Army officials are in the middle of a budgetary juggling act, trying to keep alive their expensive transformation program while at the same time paying for the urgent needs of deployed troops.

In addition to the mounting war bills that will keep budgets tight for years after the end of conflicts in Iraq and Afghanistan, the Army is adding 65,000 soldiers to its active-duty ranks-to the tune of $76.3 billion by 2013, according to Congressional Budget Office estimates.

The balance between current and future is becoming increasingly precarious for the heavily deployed service, which is finding itself at odds with House members and other skeptics who do not view the service's $160 billion Future Combat Systems program as an affordable reality.

"FCS is in the bull's-eye," says Gordon Adams, the White House Office of Management and Budget associate director of national security programs during the Clinton administration. "And the problem is force expansion and contingency costs and disappearing supplementals."

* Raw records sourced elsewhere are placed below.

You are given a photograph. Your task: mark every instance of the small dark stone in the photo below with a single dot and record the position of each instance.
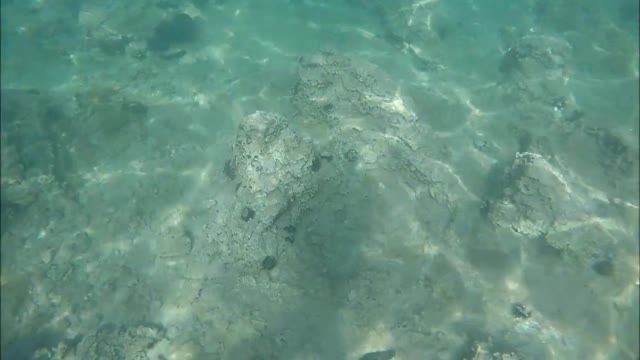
(268, 263)
(173, 55)
(603, 267)
(247, 214)
(135, 108)
(520, 311)
(351, 155)
(326, 157)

The Army's problem will be most acute, Adams says, when the U.S. military presence in Iraq shrinks and the massive emergency wartime supplemental spending bills, which pay for many urgent equipment needs, dry up. And FCS, which takes up a major portion of the service's equipment accounts, will be the No. 1 target.

"The flying fickle finger of budgetary fate tends to point at procurement, especially in the Army," Adams says. The Army, more so than the technology-heavy Air Force and Navy, "is a force-structure-heavy capability."

A complex system of manned and un-manned air and land vehicles tied together by an intricate network, FCS is by far the most expensive and ambitious technological undertaking in the Army's history. For the service's leaders, the program means survival in the future against increasingly sophisticated and adaptable foes.

But the price tag for FCS has grown significantly over the years and now tops $160 billion-an unheard-of sum for a ground combat program. Its annual budget rivals those of the $250 billion Joint Strike Fighter and other air and sea platforms.

For some in Congress, that is simply too expensive at a time when deployed soldiers need new tactical vehicles, body armor and other equipment for operations in Iraq and Afghanistan. They view programs like the Mine Resistant Ambush Protected Vehicle, whose V-shaped hull better shields against roadside bombs, as bigger spending priorities.

Indeed, the House's version of the fiscal 2008 defense authorization bill guts $867 million from the Army's $3.7 billion request for the program. In July, the House Appropriations Defense Subcommittee trimmed $406 million from the program. At press time, the House was poised to send the defense appropriations bill to the floor.

Luckily, the Senate's authorization measure adds some funding to the program, and at press time, Senate appropriators were expected to at least approve the budget request. Still, that could mean a $400 million or more cut to the program in the final versions of the bill-an amount, Army officials have said, that would be difficult to swallow.

Despite the budgetary challenges, the Army continues to push hard for FCS, which they say will give troops a significant leg up in future operations. In a May letter to Ike Skelton, D-Mo., chairman of the House Armed Services Committee, Army Chief of Staff George Casey warned that the House cuts would have severe ramifications for FCS and perhaps imperil future soldiers.